This has been the first Christmas in many years without you. Ah, buddy, I miss you so. There really is a hole in my ho ho. I’m still saying goodnight to you when I turn off the light. I may do that until I’m gone, too. If there’s an afterlife, I sure hope we can meet again. It would be interesting: two souls together once more without the human/dog thing happening. My naiveté doesn’t really know what to think about that stuff. I’m bound up in this human form and I’m sure there is an arrogance about me that I’m not even aware of, the whole humans are so special syndrome. Is what I think really who I am? Is what I think really what I think? I always assume my thoughts will eventually get around to something kind of profound and that I’m not wasting my time when I daydream about something, creating an internal dialog that might turn into some kind of art. Or am I just pretending to be aware? Does it even matter? Does doubt keep me honest or does it cloud my vision?
When you were alive, I’d bounce this stuff off of you as we’d walk. Before age really started to catch up with you, we had some pretty good routes around and through Gearhart—woods, dunes, beach, ocean. You seemed happy to listen. You’d look at me every once in awhile and make me feel like you were listening. It might have only been the droning of my voice that pleased you. At least you didn’t roll your eyes. Your kindness always informed my own.
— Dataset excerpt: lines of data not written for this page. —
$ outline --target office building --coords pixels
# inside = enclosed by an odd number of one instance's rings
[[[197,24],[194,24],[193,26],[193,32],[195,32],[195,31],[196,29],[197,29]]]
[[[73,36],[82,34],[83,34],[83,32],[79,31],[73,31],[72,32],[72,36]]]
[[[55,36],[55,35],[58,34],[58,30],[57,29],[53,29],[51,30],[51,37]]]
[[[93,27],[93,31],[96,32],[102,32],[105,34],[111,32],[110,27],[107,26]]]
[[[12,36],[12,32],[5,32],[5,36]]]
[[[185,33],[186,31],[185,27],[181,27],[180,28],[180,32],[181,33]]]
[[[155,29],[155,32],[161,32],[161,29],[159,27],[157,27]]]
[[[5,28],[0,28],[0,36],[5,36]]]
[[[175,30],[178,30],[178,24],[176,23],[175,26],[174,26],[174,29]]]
Now that you’re gone, am I misrepresenting the friendship we had? Am I trying to make it more special than it was, to kind of glorify my grief? That would be an all too human behavior, I think. I don’t want to believe that’s what I’m doing. I’ll go out on a limb here and just deny it. What we had when you were breathing and enjoying the world was a true friendship that continues. I’m not sure how that works with you on the other side, but I’m learning. I’m guessing, hoping, you are too. Whether or not we survive in some kind of afterlife, you are certainly within my living heart and I am deeply blessed with that. I will continue to prattle on as I walk the old paths. And hey, they finished to the two bridges through the wetland and the Ridge Path now goes all the way to where we crossed the creek on that last walk we took. Maybe you can join me for part of the way. It feels like you do, sometimes. Another blessing.